The final recorded vote on the second reading of Bill 167 was as follows:

===Yeas: 59===

- New Democrats: Zanana Akande, Richard Allen, Gilles Bisson, Marion Boyd, Elmer Buchanan, Jenny Carter, Brian Charlton, David Christopherson, Marilyn Churley, Dave Cooke, Shirley Coppen, George Dadamo, Noel Duignan, Derek Fletcher, Bob Frankford, Evelyn Gigantes, Ruth Grier, Christel Haeck, Howard Hampton, Margaret Harrington, Karen Haslam, Randy Hope, Bob Huget, Norm Jamison, Paul Johnson, Paul Klopp, Peter Kormos, Frances Lankin, Floyd Laughren, Wayne Lessard, Bob Mackenzie, Ellen MacKinnon, Gary Malkowski, Rosario Marchese, Shelley Martel, Tony Martin, Irene Mathyssen, Mark Morrow, Sharon Murdock, Larry O'Connor, Steve Owens, Ed Philip, Gilles Pouliot, Bob Rae, Tony Silipo, Kimble Sutherland, Anne Swarbrick, Brad Ward, Shelley Wark-Martyn, Paul Wessenger, Bud Wildman, Gary Wilson, David Winninger, Jim Wiseman, Len Wood, Elaine Ziemba.
- Liberals: Tim Murphy, Jean Poirier, Dianne Poole.

===Nays: 68===
- New Democrats: Donald Abel, Mike Cooper, Mike Farnan, Ron Hansen, Patrick Hayes, Giorgio Mammoliti, Gord Mills, Anthony Perruzza, Allan Pilkey, Tony Rizzo, Dan Waters, Fred Wilson.
- Liberals: Charles Beer, Jim Bradley, Mike Brown, Bob Callahan, Elinor Caplan, Bob Chiarelli, John Cleary, Sean Conway, Joseph Cordiano, Bruce Crozier, Alvin Curling, Hans Daigeler, Ronald Eddy, Murray Elston, Joan Fawcett, Bernard Grandmaître, Jim Henderson, Monte Kwinter, Steve Mahoney, Carman McClelland, Dalton McGuinty, Lyn McLeod, Frank Miclash, Gilles Morin, Steve Offer, Hugh O'Neil, Yvonne O'Neill, Gerry Phillips, David Ramsay, Tony Ruprecht, Greg Sorbara, Barbara Sullivan.
- Progressive Conservatives: Ted Arnott, Gary Carr, Don Cousens, Dianne Cunningham, Ernie Eves, Charles Harnick, Mike Harris, Chris Hodgson, Cam Jackson, Dave Johnson, Leo Jordan, Margaret Marland, Al McLean, Bill Murdoch, Bob Runciman, Norm Sterling, Chris Stockwell, David Tilson, David Turnbull, Noble Villeneuve, Jim Wilson, Elizabeth Witmer.
- Independents: Peter North, John Sola.

==Aftermath==
In the immediate moments after the bill was defeated, gay activists in the visitors' gallery of the legislature began to loudly protest and were quickly chased out of the building, in some cases violently, by Ontario Provincial Police officers. According to Toronto Sun columnist Christie Blatchford:

It all came down, in the end, to dozens of the Queen's Park security guards donning rubber gloves and breaking open a duffle bag full of billy clubs. So protected (Against what? AIDS? Women holding hands? Men wearing T-shirts with pink triangles?), they linked arms and moved on the gays and lesbians who had been sitting quietly all afternoon, in the public galleries. The security officers-a mix of Ontario Provincial Police and the Ontario Government Protective Service-let the gays and lesbians blow off a little steam and then chased them down a flight of stairs from the second floor to the main floor of the Legislative building, out of the foyer and into the lovely evening light. [S]ome of them had been hit by billy clubs, a couple had been dragged away, some had been pushed down the stairs ...

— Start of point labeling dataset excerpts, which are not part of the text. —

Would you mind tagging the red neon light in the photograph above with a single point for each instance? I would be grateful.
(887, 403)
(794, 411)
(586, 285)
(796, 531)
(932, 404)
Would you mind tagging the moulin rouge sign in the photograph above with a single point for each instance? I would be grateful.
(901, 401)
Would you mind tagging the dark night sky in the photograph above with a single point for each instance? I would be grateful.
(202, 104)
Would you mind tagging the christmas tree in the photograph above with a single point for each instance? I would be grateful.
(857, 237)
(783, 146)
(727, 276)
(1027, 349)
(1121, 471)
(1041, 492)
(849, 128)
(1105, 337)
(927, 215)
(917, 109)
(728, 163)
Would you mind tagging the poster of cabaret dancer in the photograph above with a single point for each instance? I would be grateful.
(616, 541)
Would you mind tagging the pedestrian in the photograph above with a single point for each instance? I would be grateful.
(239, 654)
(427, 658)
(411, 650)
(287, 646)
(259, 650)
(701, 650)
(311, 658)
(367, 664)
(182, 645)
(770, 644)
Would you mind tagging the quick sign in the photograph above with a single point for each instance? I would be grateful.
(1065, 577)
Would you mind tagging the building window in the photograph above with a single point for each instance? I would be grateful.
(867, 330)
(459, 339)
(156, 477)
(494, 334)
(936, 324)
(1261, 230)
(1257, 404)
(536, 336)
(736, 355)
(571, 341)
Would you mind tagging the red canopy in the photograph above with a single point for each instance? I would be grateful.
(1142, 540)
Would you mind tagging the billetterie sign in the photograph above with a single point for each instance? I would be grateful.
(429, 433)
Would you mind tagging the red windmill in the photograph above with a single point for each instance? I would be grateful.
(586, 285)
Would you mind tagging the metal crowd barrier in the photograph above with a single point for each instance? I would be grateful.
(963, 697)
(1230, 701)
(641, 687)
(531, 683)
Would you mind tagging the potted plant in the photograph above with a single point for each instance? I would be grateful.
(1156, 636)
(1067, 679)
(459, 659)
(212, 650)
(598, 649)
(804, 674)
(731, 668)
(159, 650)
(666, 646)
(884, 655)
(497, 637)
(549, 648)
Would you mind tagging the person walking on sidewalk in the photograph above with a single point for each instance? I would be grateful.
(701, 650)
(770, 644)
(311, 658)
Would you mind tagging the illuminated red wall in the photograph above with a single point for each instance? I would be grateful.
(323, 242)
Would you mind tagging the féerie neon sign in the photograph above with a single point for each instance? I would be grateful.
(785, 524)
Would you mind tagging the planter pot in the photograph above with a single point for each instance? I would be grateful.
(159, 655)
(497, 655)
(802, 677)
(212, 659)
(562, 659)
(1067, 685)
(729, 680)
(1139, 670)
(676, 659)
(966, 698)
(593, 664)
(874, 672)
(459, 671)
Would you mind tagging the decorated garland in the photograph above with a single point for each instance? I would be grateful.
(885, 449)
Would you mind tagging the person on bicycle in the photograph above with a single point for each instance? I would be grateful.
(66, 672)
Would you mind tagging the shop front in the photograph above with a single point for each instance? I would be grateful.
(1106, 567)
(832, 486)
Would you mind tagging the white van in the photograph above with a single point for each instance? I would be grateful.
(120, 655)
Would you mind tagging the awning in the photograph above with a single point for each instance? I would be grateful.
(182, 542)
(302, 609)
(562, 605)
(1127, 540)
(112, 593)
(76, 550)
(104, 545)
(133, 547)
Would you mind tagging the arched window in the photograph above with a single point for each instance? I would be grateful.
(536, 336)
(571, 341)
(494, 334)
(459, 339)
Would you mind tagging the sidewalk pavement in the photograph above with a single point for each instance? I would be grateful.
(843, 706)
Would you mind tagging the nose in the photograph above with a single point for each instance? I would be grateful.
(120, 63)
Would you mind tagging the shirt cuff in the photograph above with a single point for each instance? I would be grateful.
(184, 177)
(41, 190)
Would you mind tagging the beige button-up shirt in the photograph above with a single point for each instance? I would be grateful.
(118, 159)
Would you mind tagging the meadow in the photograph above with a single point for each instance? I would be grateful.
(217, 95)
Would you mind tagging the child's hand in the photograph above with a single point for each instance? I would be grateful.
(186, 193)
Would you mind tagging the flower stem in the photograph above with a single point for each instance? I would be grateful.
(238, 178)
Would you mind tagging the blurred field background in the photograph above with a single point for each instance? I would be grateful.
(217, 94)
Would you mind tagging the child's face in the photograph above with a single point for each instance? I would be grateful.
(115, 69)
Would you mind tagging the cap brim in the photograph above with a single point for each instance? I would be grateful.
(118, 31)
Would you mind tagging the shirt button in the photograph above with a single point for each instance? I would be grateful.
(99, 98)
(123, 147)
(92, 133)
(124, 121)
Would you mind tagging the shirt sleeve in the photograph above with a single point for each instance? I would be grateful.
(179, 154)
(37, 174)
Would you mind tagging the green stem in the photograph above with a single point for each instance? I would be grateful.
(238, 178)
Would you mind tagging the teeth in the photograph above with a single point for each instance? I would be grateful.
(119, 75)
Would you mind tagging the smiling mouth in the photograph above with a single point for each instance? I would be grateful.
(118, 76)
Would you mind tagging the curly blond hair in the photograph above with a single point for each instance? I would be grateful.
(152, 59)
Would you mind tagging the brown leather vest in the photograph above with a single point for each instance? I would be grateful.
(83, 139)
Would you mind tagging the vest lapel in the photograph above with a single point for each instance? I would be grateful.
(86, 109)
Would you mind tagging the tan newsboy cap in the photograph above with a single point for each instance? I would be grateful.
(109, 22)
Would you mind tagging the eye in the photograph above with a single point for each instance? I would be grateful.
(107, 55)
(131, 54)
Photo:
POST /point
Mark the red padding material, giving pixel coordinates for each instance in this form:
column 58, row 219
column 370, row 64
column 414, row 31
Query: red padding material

Over the next two hours, crowds of protestors began to gather in both Toronto and Ottawa and marched through the streets in what the LGBT newspaper Xtra! would later characterize as the largest spontaneous demonstration of queer anger in the province since Operation Soap. Xtra! also argued that the failure of Bill 167 provided other governments with a roadmap of how not to handle controversial LGBT rights legislation and paved the way for future successes. In 1995, the NDP government in British Columbia successfully passed an LGBT rights bill that included adoption rights.

McLeod's decision to withdraw the party's support of Bill 167 led to ongoing criticism, with activists and opposing politicians branding her as a "flip-flopper" who could not be trusted to keep a campaign promise. That in turn contributed significantly to the party's defeat in the 1995 election, during which some Progressive Conservative election ads depicted McLeod as a weathervane continually shifting direction with the wind. The resulting perception of untrustworthiness proved more damaging to the party's election prospects than the same-sex benefits issue itself. Even Murphy, who should seemingly have been spared by his status as a champion of LGBT civil rights in the most broadly LGBT-friendly electoral district in the province, was himself defeated by PC candidate Al Leach. Similarly, the governing New Democrats were trounced in the 1995 election; although many of the MPPs who had voted in favour of the legislation were defeated, so were all 12 of the dissidents.

The gay community in Ontario held the Rae government's handling of the bill against the party for many years. In his book On the Fringe: Gays and Lesbians in Politics, the political scientist David Rayside argued that both Rae and Boyd mishandled the bill by miscalculating its ability to pass on a free vote, by failing to pair it with a comprehensive public relations campaign to properly educate voters on why it was needed, and by doing little to manage the misgivings of opposing MPPs until the last minute. Even as late as 2003, Chris Phibbs, a former assistant to Toronto city councillor Kyle Rae, cited the failure of Bill 167 as her primary reason for refusing to seek the NDP endorsement in her own campaign for a city council seat in the 2003 municipal election. The bill's defeat also led to the creation of the activist group Foundation for Equal Families.

===Subsequent legislation===
Bill 5, a similar bill providing same-sex couples with equivalent statutory rights and responsibilities to opposite-sex common-law spouses under 67 provincial statutes, became law under the Progressive Conservative government of Mike Harris in 1999 to make changes required by the Supreme Court of Canada's ruling in M v H. It included joint adoption rights.

Same-sex marriage in Ontario was ultimately legalized in 2003 when the Court of Appeal for Ontario, deciding on Halpern v Canada (AG), upheld a lower court ruling which declared that defining marriage in heterosexual-only terms violated the Canadian Charter of Rights and Freedoms. Same-sex marriage was legalized nationwide with the passage of the federal Civil Marriage Act in 2005.